Immer mehr trockene Jahre machen den Winzern in Rheinhessen zu schaffen. Viele von ihnen setzen deshalb auf künstliche Bewässerung. Aber nicht alle Winzer halten das für die Lösung.
"Letztes Jahr war ganz extrem. Da haben wir mehr als 600.000 Liter Wasser an unsere Reben gefahren", sagt Quirin Ewen, Winzer aus Gau-Algesheim im Kreis Mainz-Bingen. Er muss seine Pflanzen seit einigen Jahren bewässern.
In einem Teil seiner Weinberge hat Ewen ein besonderes Problem: extrem sandige Böden. "Durch die Sandkörner kann das Wasser da zwar sehr gut eindringen. Die Sonne kann es aber genauso gut zum Verdunsten bringen", so Ewen. Wenn es sehr wenig regnet und die Sonne viel scheint, wird das zum Problem. Die Pflanzen finden kaum noch Wasser im Boden und vertrocknen.

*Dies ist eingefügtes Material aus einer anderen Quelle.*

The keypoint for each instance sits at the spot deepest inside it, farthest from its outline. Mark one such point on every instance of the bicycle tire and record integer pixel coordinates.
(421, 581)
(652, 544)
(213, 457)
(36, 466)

Bewässerung kann sehr teuer sein
Wenn Quirin Ewen viel bewässern muss, merkt er das auch finanziell: "Es ist vor allem der Faktor Zeit. Unser Tank fasst 5.000 Liter. Bis der voll geladen und zum Wingert gefahren ist, vergeht schon viel Zeit." Den Tank muss er dann an die Schläuche anschließen, die sich durch seinen Weinberg ziehen. Oft sei er dann während des Bewässerungs-Vorgangs zum Hof zurückgefahren und habe den nächsten Tank gefüllt. "Da ist schon eine Arbeitskraft den ganzen Tag nur mit Bewässern beschäftigt. Und das wochenlang."
Dabei hat Ewen Glück, dass nur rund drei seiner knapp 17 Hektar extrem trockenen Boden haben. Die restlichen Flächen muss er weniger oder gar nicht bewässern. Zudem komme ihm zugute, dass es in Gau-Algesheim mehrere öffentliche Brunnen gebe, aus denen er Wasser entnehmen könne. Damit komme er niemandem in die Quere, weil die Brunnen kein Trinkwasser fördern. Einen Teil des Wassers muss Ewen aber dem öffentlichen Leitungsnetz entnehmen.
Manche Winzer lehnen Bewässerung ab
Ein Schritt, der für Martina Bernhard-Fazzi undenkbar wäre. Die junge Winzerin aus Wolfsheim, keine 15 Kilometer von Gau-Algesheim entfernt, lehnt künstliche Bewässerung grundsätzlich ab. "Wir leiden jetzt schon unter Wasserknappheit. Dieses kostbare Gut sollten wir nicht dafür verwenden, Gärten zu sprenkeln oder Weinberge zu bewässern", so Bernhard-Fazzi.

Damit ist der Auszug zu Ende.